Prime Minister Tony Abbott says he's pleased Australia's friendship with China is getting stronger, playing down reports that Chinese missiles could soon reach Australia.

Mr Abbott said he would rather focus on the strength of the friendship than on hypothetical possibilities in many years time.

A new report on the Australia–US alliance, ANZUS, says China's expanding military capabilities have created scenarios that could involve allies like Australia in direct conflict with our largest trading partner.

The study by the Australian National University's Strategic and Defence Studies Centre and the US Centre for Strategic and International Studies says China's growing blue water navy and long-range missile forces threatened to put Canberra within range of the People's Liberation Army.

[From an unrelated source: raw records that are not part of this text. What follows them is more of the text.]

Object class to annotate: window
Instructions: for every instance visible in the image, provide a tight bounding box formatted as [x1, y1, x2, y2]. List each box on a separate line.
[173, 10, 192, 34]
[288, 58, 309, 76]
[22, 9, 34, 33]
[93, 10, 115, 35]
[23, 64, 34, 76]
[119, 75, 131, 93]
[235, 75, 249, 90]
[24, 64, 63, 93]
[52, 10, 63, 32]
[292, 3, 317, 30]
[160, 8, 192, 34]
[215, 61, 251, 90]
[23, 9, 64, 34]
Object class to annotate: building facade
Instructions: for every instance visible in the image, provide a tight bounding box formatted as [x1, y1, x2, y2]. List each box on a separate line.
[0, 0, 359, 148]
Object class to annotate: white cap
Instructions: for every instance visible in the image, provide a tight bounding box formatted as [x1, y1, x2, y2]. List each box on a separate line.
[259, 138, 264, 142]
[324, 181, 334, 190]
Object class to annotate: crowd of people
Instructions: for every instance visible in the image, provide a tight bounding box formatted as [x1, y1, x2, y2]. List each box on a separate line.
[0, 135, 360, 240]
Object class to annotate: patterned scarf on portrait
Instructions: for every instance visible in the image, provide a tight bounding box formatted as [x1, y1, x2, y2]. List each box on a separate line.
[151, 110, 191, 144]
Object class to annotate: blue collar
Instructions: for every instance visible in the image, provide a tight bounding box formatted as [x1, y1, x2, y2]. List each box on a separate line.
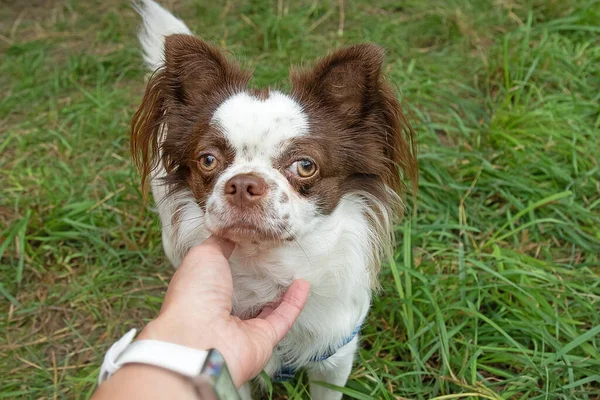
[273, 326, 361, 382]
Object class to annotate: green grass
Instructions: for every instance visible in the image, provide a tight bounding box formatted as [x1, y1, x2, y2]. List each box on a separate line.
[1, 0, 599, 399]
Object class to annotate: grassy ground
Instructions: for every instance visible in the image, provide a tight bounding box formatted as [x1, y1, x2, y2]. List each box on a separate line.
[1, 0, 599, 399]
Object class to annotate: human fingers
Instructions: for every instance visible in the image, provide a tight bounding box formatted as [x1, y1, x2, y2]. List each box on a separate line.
[198, 236, 236, 259]
[178, 236, 236, 276]
[256, 306, 275, 319]
[262, 280, 310, 345]
[165, 236, 236, 309]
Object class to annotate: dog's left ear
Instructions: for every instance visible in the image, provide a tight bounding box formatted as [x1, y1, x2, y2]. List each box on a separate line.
[290, 44, 385, 125]
[291, 44, 418, 195]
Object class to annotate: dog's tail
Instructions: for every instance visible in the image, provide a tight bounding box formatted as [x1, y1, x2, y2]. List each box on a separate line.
[132, 0, 192, 71]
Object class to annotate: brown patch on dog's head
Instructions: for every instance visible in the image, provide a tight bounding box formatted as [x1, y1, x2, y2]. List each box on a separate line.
[131, 34, 251, 197]
[288, 44, 417, 214]
[249, 87, 270, 101]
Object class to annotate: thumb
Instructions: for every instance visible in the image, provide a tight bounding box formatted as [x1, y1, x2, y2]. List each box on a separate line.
[263, 280, 310, 345]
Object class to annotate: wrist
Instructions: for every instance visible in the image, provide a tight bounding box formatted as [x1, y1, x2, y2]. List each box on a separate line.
[138, 316, 245, 387]
[138, 316, 214, 351]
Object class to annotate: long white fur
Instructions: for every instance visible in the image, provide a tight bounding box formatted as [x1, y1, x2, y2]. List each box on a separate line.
[134, 2, 395, 399]
[132, 0, 192, 70]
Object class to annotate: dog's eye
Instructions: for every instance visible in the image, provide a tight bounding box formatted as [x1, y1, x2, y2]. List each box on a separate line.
[198, 154, 218, 171]
[289, 159, 317, 178]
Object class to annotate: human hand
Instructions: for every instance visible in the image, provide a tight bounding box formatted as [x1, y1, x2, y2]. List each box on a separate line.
[137, 236, 310, 387]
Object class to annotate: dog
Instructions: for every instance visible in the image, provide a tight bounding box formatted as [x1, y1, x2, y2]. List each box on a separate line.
[131, 1, 417, 398]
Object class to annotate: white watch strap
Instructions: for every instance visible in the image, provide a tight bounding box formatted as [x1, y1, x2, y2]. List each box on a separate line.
[98, 328, 209, 384]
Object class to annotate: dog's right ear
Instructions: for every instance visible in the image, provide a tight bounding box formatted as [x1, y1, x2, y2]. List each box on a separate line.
[131, 66, 166, 197]
[131, 34, 251, 196]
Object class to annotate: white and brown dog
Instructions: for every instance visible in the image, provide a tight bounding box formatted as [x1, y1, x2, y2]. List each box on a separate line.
[131, 1, 417, 398]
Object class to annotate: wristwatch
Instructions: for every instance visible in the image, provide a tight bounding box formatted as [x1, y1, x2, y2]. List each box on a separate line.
[98, 329, 241, 400]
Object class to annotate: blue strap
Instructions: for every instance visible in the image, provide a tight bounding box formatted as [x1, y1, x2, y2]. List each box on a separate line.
[272, 326, 361, 382]
[272, 365, 296, 382]
[310, 325, 360, 362]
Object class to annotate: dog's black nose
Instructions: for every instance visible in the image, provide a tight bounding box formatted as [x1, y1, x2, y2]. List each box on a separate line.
[224, 174, 268, 208]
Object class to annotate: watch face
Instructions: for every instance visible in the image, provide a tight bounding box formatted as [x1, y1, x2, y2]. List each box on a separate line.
[200, 349, 241, 400]
[203, 350, 224, 381]
[213, 368, 239, 400]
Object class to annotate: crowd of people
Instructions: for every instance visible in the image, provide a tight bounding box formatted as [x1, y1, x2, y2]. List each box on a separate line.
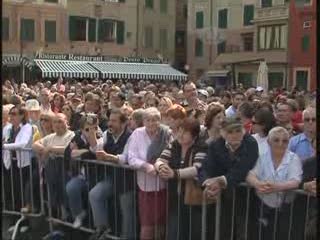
[2, 77, 317, 240]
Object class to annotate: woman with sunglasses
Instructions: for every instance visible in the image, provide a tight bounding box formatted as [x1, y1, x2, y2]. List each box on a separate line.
[251, 108, 277, 155]
[246, 126, 302, 240]
[2, 106, 34, 220]
[65, 113, 101, 228]
[33, 112, 55, 142]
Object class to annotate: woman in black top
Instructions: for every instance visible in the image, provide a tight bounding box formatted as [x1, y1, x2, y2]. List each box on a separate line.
[155, 118, 212, 240]
[65, 113, 100, 229]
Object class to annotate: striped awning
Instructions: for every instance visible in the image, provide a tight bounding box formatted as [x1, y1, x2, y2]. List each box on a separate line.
[34, 59, 100, 79]
[89, 62, 187, 81]
[2, 54, 34, 70]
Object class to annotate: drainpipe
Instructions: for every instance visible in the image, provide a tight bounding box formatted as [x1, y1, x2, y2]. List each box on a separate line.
[136, 0, 140, 56]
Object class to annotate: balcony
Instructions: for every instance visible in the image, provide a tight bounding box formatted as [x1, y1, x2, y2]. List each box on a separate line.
[253, 4, 289, 23]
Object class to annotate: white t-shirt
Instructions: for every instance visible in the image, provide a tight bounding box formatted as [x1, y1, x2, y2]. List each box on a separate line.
[252, 133, 269, 156]
[40, 130, 75, 156]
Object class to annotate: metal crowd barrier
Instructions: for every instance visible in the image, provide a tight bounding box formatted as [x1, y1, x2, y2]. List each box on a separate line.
[2, 150, 317, 240]
[2, 148, 45, 240]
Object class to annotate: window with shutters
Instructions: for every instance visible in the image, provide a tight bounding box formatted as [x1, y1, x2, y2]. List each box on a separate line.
[69, 16, 87, 41]
[258, 25, 287, 50]
[44, 0, 58, 3]
[301, 35, 310, 52]
[144, 26, 153, 48]
[261, 0, 272, 8]
[2, 17, 9, 41]
[98, 19, 116, 42]
[160, 0, 167, 14]
[243, 5, 254, 26]
[268, 72, 284, 90]
[295, 70, 309, 90]
[20, 18, 35, 41]
[145, 0, 153, 9]
[217, 41, 226, 55]
[159, 28, 168, 51]
[195, 38, 203, 57]
[218, 9, 228, 29]
[238, 72, 253, 89]
[45, 20, 56, 43]
[242, 33, 253, 51]
[196, 11, 204, 29]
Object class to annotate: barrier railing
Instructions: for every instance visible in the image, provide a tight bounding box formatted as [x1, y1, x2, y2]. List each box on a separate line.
[2, 148, 45, 240]
[2, 152, 317, 240]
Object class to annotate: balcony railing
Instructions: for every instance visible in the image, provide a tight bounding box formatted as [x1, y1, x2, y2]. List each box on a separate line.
[254, 4, 289, 22]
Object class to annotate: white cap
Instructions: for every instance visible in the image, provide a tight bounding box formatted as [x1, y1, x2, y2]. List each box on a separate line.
[198, 89, 209, 98]
[256, 86, 264, 92]
[25, 99, 40, 111]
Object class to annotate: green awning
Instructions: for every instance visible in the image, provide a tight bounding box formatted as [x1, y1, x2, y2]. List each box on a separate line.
[88, 61, 187, 81]
[2, 54, 34, 70]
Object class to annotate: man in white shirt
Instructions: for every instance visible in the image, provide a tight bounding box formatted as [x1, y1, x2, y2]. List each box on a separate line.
[225, 91, 245, 118]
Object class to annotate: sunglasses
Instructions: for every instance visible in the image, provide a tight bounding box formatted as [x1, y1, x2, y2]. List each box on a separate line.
[252, 120, 261, 125]
[85, 126, 98, 132]
[272, 138, 289, 144]
[304, 118, 316, 123]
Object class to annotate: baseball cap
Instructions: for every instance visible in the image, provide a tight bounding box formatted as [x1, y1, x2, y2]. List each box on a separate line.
[221, 117, 243, 131]
[256, 86, 264, 92]
[25, 99, 40, 111]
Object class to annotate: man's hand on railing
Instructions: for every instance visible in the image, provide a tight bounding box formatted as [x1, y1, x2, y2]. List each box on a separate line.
[303, 179, 317, 196]
[96, 150, 119, 163]
[143, 163, 157, 176]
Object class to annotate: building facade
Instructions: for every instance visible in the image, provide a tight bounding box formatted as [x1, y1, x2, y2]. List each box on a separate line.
[2, 0, 177, 81]
[288, 0, 316, 91]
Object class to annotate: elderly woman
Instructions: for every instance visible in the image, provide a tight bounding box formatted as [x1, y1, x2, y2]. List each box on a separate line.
[3, 106, 34, 212]
[154, 118, 210, 240]
[203, 102, 225, 143]
[251, 108, 277, 155]
[246, 126, 302, 240]
[157, 97, 173, 125]
[128, 107, 172, 240]
[32, 113, 74, 219]
[166, 104, 187, 139]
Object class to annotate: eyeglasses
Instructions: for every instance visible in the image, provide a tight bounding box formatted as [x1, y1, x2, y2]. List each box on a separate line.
[304, 118, 316, 123]
[85, 126, 98, 132]
[272, 138, 289, 144]
[40, 118, 50, 122]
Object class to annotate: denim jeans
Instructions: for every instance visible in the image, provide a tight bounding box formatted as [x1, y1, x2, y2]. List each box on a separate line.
[66, 176, 87, 218]
[89, 179, 113, 228]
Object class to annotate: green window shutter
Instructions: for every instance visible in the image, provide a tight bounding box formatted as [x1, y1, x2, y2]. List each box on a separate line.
[116, 21, 125, 44]
[218, 9, 228, 29]
[160, 0, 167, 14]
[45, 20, 56, 43]
[301, 35, 310, 51]
[2, 17, 9, 41]
[217, 41, 226, 55]
[261, 0, 272, 8]
[196, 11, 204, 29]
[88, 18, 96, 42]
[238, 73, 253, 89]
[145, 0, 153, 9]
[296, 71, 308, 90]
[69, 16, 77, 41]
[144, 27, 153, 48]
[119, 0, 125, 2]
[195, 38, 203, 57]
[243, 5, 254, 26]
[98, 19, 104, 42]
[268, 72, 284, 90]
[21, 19, 35, 41]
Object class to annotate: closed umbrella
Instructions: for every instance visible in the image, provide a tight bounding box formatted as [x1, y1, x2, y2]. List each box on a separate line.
[256, 61, 268, 90]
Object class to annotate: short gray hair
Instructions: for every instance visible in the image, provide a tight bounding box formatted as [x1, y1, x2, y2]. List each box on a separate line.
[144, 107, 161, 120]
[268, 126, 289, 141]
[131, 109, 145, 127]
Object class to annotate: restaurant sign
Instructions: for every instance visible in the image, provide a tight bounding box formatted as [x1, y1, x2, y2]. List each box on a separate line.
[35, 53, 165, 64]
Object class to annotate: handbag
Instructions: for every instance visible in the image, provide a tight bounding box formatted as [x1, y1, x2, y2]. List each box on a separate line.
[184, 150, 216, 205]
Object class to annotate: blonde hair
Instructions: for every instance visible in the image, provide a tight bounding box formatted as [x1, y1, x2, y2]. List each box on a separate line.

Mr Abbott said Australia had a good and strong friendship with China and the closest possible relationship with the US.

"Strong friendships with China, strong security relationship with the US — this is the best way to ensure the peace, security and prosperity of our region," Mr Abbott told reporters in Goulburn, NSW.

The study says the Australia–US relationship is thriving but shouldn't be taken for granted and there were challenges.

It says neither Washington or Canberra have a coherent policy on China and, until that's sorted out, both sides will be cast as diverging on key issues.

One issue is US expectations of how Australia ought to respond to growing Chinese influence and assertiveness.

There's also potential for divisions between Canberra and Washington on Indonesia.

The study suggests a new trilateral security grouping between Australia, the US and Indonesia that would give Jakarta a more prominent role on the international stage in keeping with its growing economic weight.

US ambassador John Berry said the US viewed China's territorial claims in the South China Sea with some concern and was keen to ease tensions.

"We see a future with a very healthy, very fast growing and very productive China that will become a responsible, helpful partner in leading the world," he told Sky News.

"We look forward to continuing to work with China to resolve some of these friction points."